Angie Elliott, 46, works at a small-town Ontario funeral home. A little less than four years ago, she started having what she thought was a heart attack. She ended up at the CAMH emergency department, where she was diagnosed with Severe Panic Disorder caused by untreated Generalized Anxiety Disorder. It took her most of a year to return to good health. She attributes a large part of the success of her recovery to the ongoing support of her employer, which partnered with her on a gradual return to work program. A few weeks before the pandemic was declared, she took part in a CAMH panel discussion before a large live audience to promote a workplace mental health program in partnership with BMO.
Then the world changed.
It’s been challenging. My husband has an autoimmune disease so I have taken a leave from work and we have been on full home quarantine with our 12-year-old son since the pandemic began. On the bright side, I couldn’t ask for two better people to be quarantined with.

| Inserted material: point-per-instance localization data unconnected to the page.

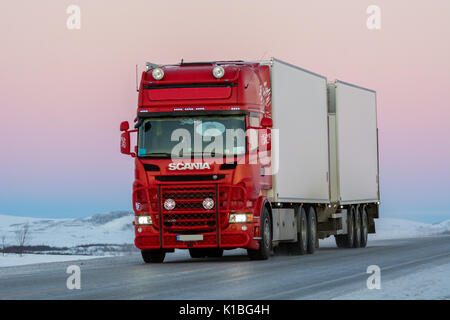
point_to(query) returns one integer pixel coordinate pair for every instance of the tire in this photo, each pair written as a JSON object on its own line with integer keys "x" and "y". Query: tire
{"x": 312, "y": 230}
{"x": 214, "y": 253}
{"x": 265, "y": 244}
{"x": 357, "y": 228}
{"x": 198, "y": 253}
{"x": 346, "y": 240}
{"x": 364, "y": 227}
{"x": 299, "y": 247}
{"x": 153, "y": 256}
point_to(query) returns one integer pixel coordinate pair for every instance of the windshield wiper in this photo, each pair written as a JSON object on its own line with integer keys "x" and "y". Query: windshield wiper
{"x": 157, "y": 155}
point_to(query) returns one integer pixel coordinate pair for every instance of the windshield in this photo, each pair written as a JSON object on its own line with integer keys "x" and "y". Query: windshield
{"x": 186, "y": 137}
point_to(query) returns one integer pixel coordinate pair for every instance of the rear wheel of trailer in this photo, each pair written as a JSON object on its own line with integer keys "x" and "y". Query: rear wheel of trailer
{"x": 346, "y": 240}
{"x": 312, "y": 230}
{"x": 364, "y": 227}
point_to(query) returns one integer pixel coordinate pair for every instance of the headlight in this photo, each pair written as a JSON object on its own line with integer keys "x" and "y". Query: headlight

But that means I can’t take care of my elderly relatives or go shopping for the elderly people in my neighbourhood. Instead people have to shop for me. I try to be the kind one who actively helps those around me. So who am I now?
Some of the ghosts are back. I deal with them by going back to the tools I learned during my time in crisis when all the social workers and doctors were helping me. Have I eaten something healthy? Have I exercised? Am I getting a good night’s sleep?
I am a huge proponent of ‘what is’ thinking. ‘What if’ thinking can send my thoughts down the rabbit hole.
I thrive on routine and work is a form of therapy for me in its own way. It’s where I find meaning.
Personal Protective Equipment in the funeral industry is in very short supply, so one way I found meaning was to use some long-lost sewing skills to make washable masks for my colleagues on the front line, which quickly turned into making masks for my husband’s weekly clinic visits and family who had been reusing paper masks.